Currently, my results return something similar to this:

    "fields": {
      "distance": [
        13952.518249603361
      ]
    }

But in the distance array, I need to return a value for each entry in 'locations'.

1

There are 1 answers

0
Joe - Check out my books On BEST ANSWER

This one's tricky.

According to the documentation and the source code, the arcDistance method is only available on the doc values, not on the individual geo point instances underlying those doc values.

In other words, although we could iterate on doc['locations.facility.address.coordinates'], the iteratees don't implement any geo distance methods.

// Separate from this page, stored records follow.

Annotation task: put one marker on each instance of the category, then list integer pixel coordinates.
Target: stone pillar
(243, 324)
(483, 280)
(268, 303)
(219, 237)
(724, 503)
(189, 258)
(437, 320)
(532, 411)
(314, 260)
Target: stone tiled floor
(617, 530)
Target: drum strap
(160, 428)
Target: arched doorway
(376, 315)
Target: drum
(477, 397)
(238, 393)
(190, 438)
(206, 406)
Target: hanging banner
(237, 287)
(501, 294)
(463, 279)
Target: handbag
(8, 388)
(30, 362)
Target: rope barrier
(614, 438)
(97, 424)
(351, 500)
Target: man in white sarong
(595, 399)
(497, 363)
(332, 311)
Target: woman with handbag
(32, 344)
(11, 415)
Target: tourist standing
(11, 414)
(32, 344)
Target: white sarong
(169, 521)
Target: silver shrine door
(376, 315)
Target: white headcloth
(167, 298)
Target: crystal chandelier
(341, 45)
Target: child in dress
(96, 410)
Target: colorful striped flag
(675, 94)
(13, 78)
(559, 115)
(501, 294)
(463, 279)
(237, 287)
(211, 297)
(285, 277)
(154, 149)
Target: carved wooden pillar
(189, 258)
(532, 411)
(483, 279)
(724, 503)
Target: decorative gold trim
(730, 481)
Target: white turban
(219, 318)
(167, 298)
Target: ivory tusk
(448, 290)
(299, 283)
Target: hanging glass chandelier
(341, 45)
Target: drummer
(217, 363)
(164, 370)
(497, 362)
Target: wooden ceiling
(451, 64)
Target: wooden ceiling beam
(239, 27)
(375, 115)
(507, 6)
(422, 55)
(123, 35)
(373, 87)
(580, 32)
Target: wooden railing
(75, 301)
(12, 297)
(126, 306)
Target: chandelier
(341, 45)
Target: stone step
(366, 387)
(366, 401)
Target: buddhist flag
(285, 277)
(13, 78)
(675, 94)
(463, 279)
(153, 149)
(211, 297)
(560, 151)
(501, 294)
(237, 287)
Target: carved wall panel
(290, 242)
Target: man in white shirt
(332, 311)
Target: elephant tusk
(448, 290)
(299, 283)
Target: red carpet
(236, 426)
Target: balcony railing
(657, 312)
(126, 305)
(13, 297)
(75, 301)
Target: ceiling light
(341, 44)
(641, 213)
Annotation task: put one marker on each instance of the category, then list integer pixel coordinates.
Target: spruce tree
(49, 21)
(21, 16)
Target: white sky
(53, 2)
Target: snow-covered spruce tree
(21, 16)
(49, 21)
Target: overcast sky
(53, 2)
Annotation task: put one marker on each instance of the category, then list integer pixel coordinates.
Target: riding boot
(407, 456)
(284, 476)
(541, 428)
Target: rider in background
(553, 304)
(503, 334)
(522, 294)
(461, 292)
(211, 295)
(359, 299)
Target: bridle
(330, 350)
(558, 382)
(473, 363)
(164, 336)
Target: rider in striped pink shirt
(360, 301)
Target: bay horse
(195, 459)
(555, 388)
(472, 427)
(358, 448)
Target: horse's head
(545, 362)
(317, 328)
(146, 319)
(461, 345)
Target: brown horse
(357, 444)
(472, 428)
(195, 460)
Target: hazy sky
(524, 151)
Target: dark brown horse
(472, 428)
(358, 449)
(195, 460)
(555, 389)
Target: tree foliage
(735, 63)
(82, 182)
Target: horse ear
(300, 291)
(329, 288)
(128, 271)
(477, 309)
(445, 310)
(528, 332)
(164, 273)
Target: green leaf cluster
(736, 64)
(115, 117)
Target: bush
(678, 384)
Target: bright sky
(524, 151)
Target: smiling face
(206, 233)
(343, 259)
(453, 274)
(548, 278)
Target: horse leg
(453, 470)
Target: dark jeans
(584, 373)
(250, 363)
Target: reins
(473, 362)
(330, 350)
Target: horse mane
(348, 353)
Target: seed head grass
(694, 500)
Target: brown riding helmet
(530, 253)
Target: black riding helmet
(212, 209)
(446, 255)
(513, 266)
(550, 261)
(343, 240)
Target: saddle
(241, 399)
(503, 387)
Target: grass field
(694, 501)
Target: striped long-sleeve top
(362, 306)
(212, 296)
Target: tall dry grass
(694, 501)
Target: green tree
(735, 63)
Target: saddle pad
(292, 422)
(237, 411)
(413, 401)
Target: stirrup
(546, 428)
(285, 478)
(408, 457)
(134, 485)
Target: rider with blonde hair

That's a bummer. So we'll have to implement our own geo distance function, perhaps using the haversine formula:

{
  "stored_fields": [
    "_source"
  ],
  "script_fields": {
    "distance": {
      "script": {
        "inline": """
          float distFrom(float lat1, float lng1, float lat2, float lng2) {
            double earthRadius = 6371000; // meters
            double dLat = Math.toRadians(lat2-lat1);
            double dLng = Math.toRadians(lng2-lng1);
            double a = Math.sin(dLat/2) * Math.sin(dLat/2) +
                       Math.cos(Math.toRadians(lat1)) * Math.cos(Math.toRadians(lat2)) *
                       Math.sin(dLng/2) * Math.sin(dLng/2);
            double c = 2 * Math.atan2(Math.sqrt(a), Math.sqrt(1-a));
            float dist = (float) (earthRadius * c);
            
            return dist;
          }
        
          return params._source.locations.stream().map(location -> {
              def lat = (float) location.facility.address.coordinates.lat;
              def lon = (float) location.facility.address.coordinates.lon;
              return distFrom(lat, lon, (float) params.lat, (float) params.lon) * 0.001;
          }).collect(Collectors.toList())
        """,
        "lang": "painless",
        "params": {
          "lat": 2.27,
          "lon": 50.3
        }
      }
    }
  }
}

yielding

"hits" : {
  ...
  "hits" : [
    {
      ...
      "_source" : {
        "locations" : [
          { ... },
          { ... }
        ]
      },
      "fields" : {
        "distance" : [
          15894.470000000001,
          13952.498
        ]
      }
    }
  ]
}

To be honest, when there's so much scripting effort required, something's gone wrong.

Generally speaking, scripts should be avoided.

But more importantly, when you're not sorting by these geo distances, this whole computational effort should be done outside of Elasticsearch -- and rather there where you're post-processing the search results. I use Turf for javascript geo calculations, for instance.

Finally, when you store multiple locations/facilities in one array, I'd suggest using nested fields. They prevent array flattening, plus support sorting that makes sense.